Am häufigsten werden Unfälle durch Stürze verursacht. Fast jeder dritte Unfall ist auf einen Sturz zurückzuführen, bei den 60-Jährigen und Älteren sogar mehr als die Hälfte. Sturzunfälle haben häufig besonders schwere Folgen: Etwa ein Drittel der Stürze führt zu einem Knochenbruch, und jeder vierte Gestürzte muss stationär im Krankenhaus versorgt werden. Insgesamt endet knapp jeder fünfte Unfall im Krankenhaus. Zudem werden pro Jahr 6,2 % der Erwerbstätigen in Deutschland unfallbedingt krankgeschrieben. Die unfallbedingten Fehlzeiten liegen bei durchschnittlich fast 30 Tagen.

Grundlage der RKI-Analyse ist eine vertiefende Erhebung im Rahmen der regelmäßig durchgeführten telefonischen Gesundheitsbefragung "Gesundheit in Deutschland aktuell" (GEDA). Die Studie fand zwischen September 2009 und Juli 2010 statt. Insgesamt wurden 22.050 Personen befragt, 1.781 Personen mit einem Unfall in den letzten zwölf Monaten wurden dazu vertieft befragt. GEDA ist eine der Komponenten des seit 2007 am Robert Koch-Institut etablierten Gesundheitsmonitorings, mit dem der Gesundheitszustand und das Gesundheitsverhalten der Bevölkerung kontinuierlich und umfassend untersucht werden.
Der GBE-Beitrag "Das Unfallgeschehen bei Erwachsenen in Deutschland" kann kostenlos bestellt werden (RKI, GBE, General-Pape-Str. 62, 12101 Berlin, E-Mail: gbe@rki.de, Fax: 030-18754-3513) und ist abrufbar unter www.rki.de/gbe und www.rki.de > Gesundheit A-Z > Unfälle.

Herausgeber:
Robert Koch-Institut
Nordufer 20
D-13353 Berlin

Das Robert Koch-Institut ist ein Bundesinstitut im Geschäftsbereich des Bundesministeriums für Gesundheit

Pressestelle:
Susanne Glasmacher (Pressesprecherin)
Günther Dettweiler
(stellv. Pressesprecher)
Heidi Golisch
Judith Petschelt

Kontakt
Tel.: 030-18754-2239, -2562 und -2286
Fax: 030-18754 2265
E-Mail: presse@rki.de

Susanne Glasmacher | idw
Weitere Informationen:
http://www.rki.de

Weitere Berichte zu: GBE-Beitrag GEDA GEDA-Studie Koch-Institut Stürze Unfallgeschehen

Weitere Nachrichten aus der Kategorie Studien Analysen:

nachricht Echtzeit-Feedback hilft Energie und Wasser sparen
08.02.2017 | Otto-Friedrich-Universität Bamberg

nachricht Nutzung digitaler Technologien in der industriellen Produktion führt zu Produktivitätsvorteilen
01.02.2017 | Hochschule Karlsruhe - Technik und Wirtschaft

Alle Nachrichten aus der Kategorie: Studien Analysen >>>

Die aktuellsten Pressemeldungen zum Suchbegriff Innovation >>>

Die letzten 5 Focus-News des innovations-reports im Überblick:

Im Focus: Innovative Antikörper für die Tumortherapie

Immuntherapie mit Antikörpern stellt heute für viele Krebspatienten einen Erfolg versprechenden Ansatz dar. Weil aber längst nicht alle Patienten nachhaltig von diesen teuren Medikamenten profitieren, wird intensiv an deren Verbesserung gearbeitet. Forschern um Prof. Thomas Valerius an der Christian Albrechts Universität Kiel gelang es nun, innovative Antikörper mit verbesserter Wirkung zu entwickeln.

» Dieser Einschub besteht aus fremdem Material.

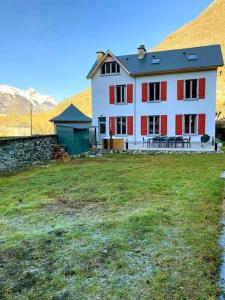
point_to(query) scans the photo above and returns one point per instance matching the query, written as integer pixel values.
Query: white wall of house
(101, 106)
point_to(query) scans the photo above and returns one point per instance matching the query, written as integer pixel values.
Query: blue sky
(50, 45)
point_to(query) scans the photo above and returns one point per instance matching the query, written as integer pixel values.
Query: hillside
(41, 124)
(14, 100)
(207, 28)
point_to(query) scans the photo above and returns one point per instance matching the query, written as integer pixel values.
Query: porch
(167, 144)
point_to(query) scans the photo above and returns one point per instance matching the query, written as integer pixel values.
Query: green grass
(116, 227)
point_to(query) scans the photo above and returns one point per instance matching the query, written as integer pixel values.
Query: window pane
(102, 128)
(107, 68)
(157, 90)
(156, 124)
(151, 91)
(118, 125)
(186, 124)
(193, 123)
(124, 127)
(113, 67)
(118, 94)
(103, 69)
(188, 89)
(150, 122)
(194, 88)
(123, 94)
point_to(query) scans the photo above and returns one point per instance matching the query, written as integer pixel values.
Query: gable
(170, 61)
(109, 56)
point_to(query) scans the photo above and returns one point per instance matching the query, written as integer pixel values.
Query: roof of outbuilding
(171, 60)
(76, 126)
(71, 114)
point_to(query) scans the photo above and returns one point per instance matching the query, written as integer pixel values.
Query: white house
(166, 93)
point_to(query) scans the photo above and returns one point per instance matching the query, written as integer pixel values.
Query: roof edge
(94, 69)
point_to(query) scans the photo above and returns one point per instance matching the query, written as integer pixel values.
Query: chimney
(141, 51)
(100, 55)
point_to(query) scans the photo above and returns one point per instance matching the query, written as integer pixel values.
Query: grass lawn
(114, 227)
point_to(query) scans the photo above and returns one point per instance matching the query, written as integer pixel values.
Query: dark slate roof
(71, 114)
(76, 126)
(172, 60)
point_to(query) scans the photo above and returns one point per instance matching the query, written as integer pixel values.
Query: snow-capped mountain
(14, 100)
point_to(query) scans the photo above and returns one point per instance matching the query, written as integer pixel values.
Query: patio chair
(187, 141)
(171, 142)
(204, 139)
(163, 141)
(179, 141)
(156, 141)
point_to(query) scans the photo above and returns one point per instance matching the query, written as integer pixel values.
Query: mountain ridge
(15, 100)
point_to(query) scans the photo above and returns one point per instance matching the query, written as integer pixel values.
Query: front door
(101, 128)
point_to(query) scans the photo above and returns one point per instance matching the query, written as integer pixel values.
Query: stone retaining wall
(21, 151)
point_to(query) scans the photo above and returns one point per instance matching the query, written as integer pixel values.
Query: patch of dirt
(76, 207)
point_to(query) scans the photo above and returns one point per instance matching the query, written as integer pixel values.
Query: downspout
(135, 101)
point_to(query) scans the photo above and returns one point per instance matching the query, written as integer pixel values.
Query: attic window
(192, 57)
(155, 60)
(110, 68)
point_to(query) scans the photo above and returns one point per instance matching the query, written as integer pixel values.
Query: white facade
(101, 106)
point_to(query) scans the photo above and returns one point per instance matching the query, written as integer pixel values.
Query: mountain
(12, 124)
(17, 101)
(208, 28)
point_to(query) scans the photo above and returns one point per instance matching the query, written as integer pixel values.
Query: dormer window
(111, 67)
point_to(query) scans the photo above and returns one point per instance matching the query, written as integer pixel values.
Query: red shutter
(144, 92)
(201, 124)
(179, 125)
(143, 125)
(112, 125)
(130, 125)
(164, 125)
(163, 90)
(201, 92)
(111, 94)
(130, 93)
(180, 89)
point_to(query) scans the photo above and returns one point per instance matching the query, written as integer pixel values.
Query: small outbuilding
(71, 115)
(74, 130)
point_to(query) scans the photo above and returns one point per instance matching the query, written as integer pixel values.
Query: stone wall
(21, 151)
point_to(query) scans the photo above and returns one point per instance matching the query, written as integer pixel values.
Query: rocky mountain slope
(17, 101)
(208, 28)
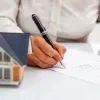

Immuntherapie mit Antikörpern stellt heute für viele Krebspatienten einen Erfolg versprechenden Ansatz dar. Weil aber längst nicht alle Patienten nachhaltig...

Im Focus: Durchbruch mit einer Kette aus Goldatomen

Einem internationalen Physikerteam mit Konstanzer Beteiligung gelang im Bereich der Nanophysik ein entscheidender Durchbruch zum besseren Verständnis des Wärmetransportes

Einem internationalen Physikerteam mit Konstanzer Beteiligung gelang im Bereich der Nanophysik ein entscheidender Durchbruch zum besseren Verständnis des...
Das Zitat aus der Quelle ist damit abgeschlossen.